Sentada em um banco de couro marrom, sinto-me confortável para escutar os meus pensamentos. Alguns não são agradáveis e, mesmo assim, permito-me escutá-los. Olho para a chuva na janela e imagino o meu futuro. Penso se estou no caminho certo. Até então, tem sido bom, mas tenho medo de me deixar levar pela maré. Estou realmente fazendo as minhas escolhas ou sendo influenciada de alguma forma?

Sylvia Plath escreve, em seu livro A Redoma de Vidro: “Me vi sentada embaixo da árvore, morrendo de fome, simplesmente porque não conseguia decidir com qual figo eu ficaria.
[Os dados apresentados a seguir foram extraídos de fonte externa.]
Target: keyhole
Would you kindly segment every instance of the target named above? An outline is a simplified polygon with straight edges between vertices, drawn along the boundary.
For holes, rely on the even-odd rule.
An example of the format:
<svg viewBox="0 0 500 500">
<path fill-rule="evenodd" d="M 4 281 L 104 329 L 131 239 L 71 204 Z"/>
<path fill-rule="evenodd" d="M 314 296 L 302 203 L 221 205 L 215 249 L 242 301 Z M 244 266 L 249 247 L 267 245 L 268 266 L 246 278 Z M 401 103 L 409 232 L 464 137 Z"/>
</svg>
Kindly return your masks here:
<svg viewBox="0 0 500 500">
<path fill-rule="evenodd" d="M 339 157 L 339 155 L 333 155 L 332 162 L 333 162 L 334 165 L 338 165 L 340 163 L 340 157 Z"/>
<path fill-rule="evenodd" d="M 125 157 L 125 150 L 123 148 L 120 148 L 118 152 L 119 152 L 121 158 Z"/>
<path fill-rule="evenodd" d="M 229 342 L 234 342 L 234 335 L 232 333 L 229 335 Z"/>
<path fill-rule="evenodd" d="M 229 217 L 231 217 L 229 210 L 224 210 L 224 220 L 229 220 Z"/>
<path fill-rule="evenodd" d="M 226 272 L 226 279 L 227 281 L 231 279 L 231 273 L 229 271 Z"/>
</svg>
Eu queria todos eles, mas escolher um significava perder todo o resto e, enquanto eu ficava ali sentada, incapaz de tomar uma decisão, os figos começaram a encolher e a ficar pretos e, um por um, desabaram no chão aos meus pés.”

Em uma sociedade cheia de possibilidades, a dualidade entre o ser e o não ser cansa. E se eu escolher o errado? E se me tornar conservadora? Serei ingênua? E se decidir mudar? Serei confusa? E se me tornar ativista? Irei realmente transformar?

Os “e se” são múltiplos. A escolha é o X da questão, e o resultado é o medo.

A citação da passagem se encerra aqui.